The average yearly benefit for the lowest quintile of earners receiving retirement benefits in 2010 was $10,206 – and that represented 94 percent of their family income
There is a real need to increase funding for Older Americans Act programs like Meals on Wheels and in-home care. Please share your stories of cuts affecting seniors, so we can share them with Congress and the Administration and protect investments in the Older Americans Act.
While the “chained CPI” is often referred to as just a technical change, in truth it’s a benefit cut for millions of seniors, people with disabilities and their families who rely on the Social Security system to meet their basic needs. Social Security retirement, disability and survivors benefits and Supplemental Security Income (SSI) serve as a vital lifeline, making up a significant percentage of total family income for many workers and families.

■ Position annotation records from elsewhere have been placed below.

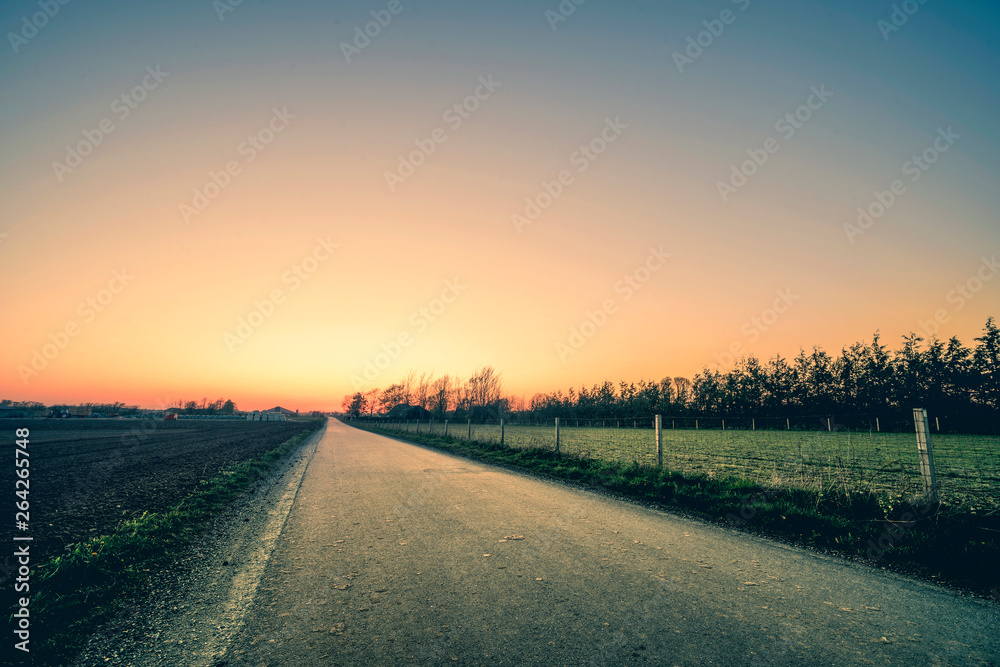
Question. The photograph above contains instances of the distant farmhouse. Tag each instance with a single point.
(275, 414)
(23, 413)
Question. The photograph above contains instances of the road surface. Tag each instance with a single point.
(386, 553)
(395, 554)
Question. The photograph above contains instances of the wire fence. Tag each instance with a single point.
(810, 453)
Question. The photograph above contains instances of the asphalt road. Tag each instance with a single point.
(396, 555)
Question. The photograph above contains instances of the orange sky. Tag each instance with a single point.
(308, 215)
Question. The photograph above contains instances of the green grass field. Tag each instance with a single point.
(967, 466)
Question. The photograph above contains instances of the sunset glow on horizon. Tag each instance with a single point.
(256, 203)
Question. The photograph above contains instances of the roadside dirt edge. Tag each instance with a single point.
(192, 612)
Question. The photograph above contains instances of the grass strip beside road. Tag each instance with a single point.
(933, 541)
(86, 587)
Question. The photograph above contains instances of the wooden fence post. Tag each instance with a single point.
(659, 441)
(924, 451)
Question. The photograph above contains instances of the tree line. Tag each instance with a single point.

Social Security Disability and SSI benefits are incredibly modest as well. The average SSDI benefit is about $1,100 per month in 2013, and the average SSI benefit is less than $550 per month. And for most disabled workers receiving Social Security Disability Insurance (SSDI) and Supplemental Security Income (SSI), their benefits make up most or all of their income. Even the maximum SSI benefit ($710 in 2013) is just three-fourths of the federal poverty level for a single person, and a quarter of SSDI beneficiaries live in poverty.